Tracking and darting rhinos with Thanda Safaris.
Photo: Christian Sperka
Arctic TreeHouse Hotel, Rovaniemi, Finland
Finland was recently named the world’s happiest country according to the 2019 World Happiness Report, an accolade it has won for two years running. A connection with nature is claimed to be the reason behind this high-level cheer, a statement the Arctic TreeHouse Hotel embodies daily. The Northern Lights are a frequent visitor aglow eerily above the streamlined, geometric glass-and-wood houses, all constructed of sustainable Finnish wood that the property contributes to maintaining by planting 5000 to 10,000 new seedlings per year in the surrounding forest.
Arctic TreeHouse
Photo: Courtesy of Arctic TreeHouse
Six Senses Uluwatu, Bali, Indonesia
Opened in fall 2018, the goal of the new Six Senses Uluwatu is to blend entirely within the natural surroundings of Bali’s southwest coast. This paragon of sustainable architecture was built on land carved from a sea-hugging limestone cliff, and then entirely reconstructed in a futuristic design using the same limestone.
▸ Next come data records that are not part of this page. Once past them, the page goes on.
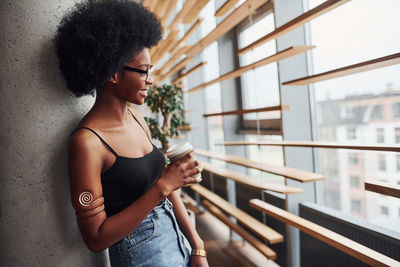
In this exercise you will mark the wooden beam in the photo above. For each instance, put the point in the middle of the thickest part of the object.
(237, 16)
(245, 111)
(228, 5)
(195, 68)
(383, 188)
(325, 235)
(257, 244)
(187, 35)
(185, 9)
(352, 69)
(180, 65)
(289, 52)
(295, 174)
(294, 23)
(250, 181)
(257, 227)
(317, 144)
(194, 11)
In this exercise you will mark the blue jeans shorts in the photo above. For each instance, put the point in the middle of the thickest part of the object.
(157, 241)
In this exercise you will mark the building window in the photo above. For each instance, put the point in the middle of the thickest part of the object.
(396, 109)
(382, 162)
(355, 205)
(380, 135)
(384, 210)
(354, 182)
(353, 159)
(377, 112)
(397, 135)
(351, 133)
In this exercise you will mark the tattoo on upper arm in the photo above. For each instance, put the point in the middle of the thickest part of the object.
(89, 208)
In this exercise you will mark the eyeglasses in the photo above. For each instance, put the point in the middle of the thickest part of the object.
(147, 72)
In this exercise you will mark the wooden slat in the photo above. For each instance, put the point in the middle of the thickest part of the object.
(195, 68)
(295, 23)
(237, 16)
(295, 174)
(250, 181)
(187, 35)
(168, 12)
(185, 9)
(194, 11)
(172, 59)
(245, 111)
(317, 144)
(257, 244)
(257, 227)
(289, 52)
(352, 69)
(228, 5)
(383, 188)
(340, 242)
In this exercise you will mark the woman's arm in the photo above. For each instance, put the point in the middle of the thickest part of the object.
(188, 229)
(85, 164)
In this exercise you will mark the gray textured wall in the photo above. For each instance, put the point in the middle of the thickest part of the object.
(37, 222)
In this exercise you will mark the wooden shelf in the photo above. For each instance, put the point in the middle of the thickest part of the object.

All resort furniture was sourced from sustainable wood found within local regions of Bali. Water also plays a leading role in the hotel’s ambience, and the water features that permeate the resort grounds are fed by a mix of rainwater catchment and resort wastewater treated at the on-site water treatment plant.
Six Senses Uluwatu
Photo: Courtesy of Six Senses
andBeyond Sandibe Okavango Safari Lodge, Botswana
Resorts set in the most remote locations are often champions of sustainability, not only from a desire to do right by the planet but also out of sheer necessity. AndBeyond Sandibe Okavango Safari Lodge is no exception. Bordering the vast Moremi Game Reserve, the lodge uses 63 per cent renewable energy from an on-site solar plant. Perishable products that must be flown in from elsewhere are transported in specially designed, reusable cooling containers, eliminating the use of the single-use plastics and Styrofoam often used in food freight. Additionally, plans for 2020 include installing a bottling plant to eliminate 100 per cent of plastic water bottles.
A game drive at andBeyond Sandibe Okavango Safari Lodge.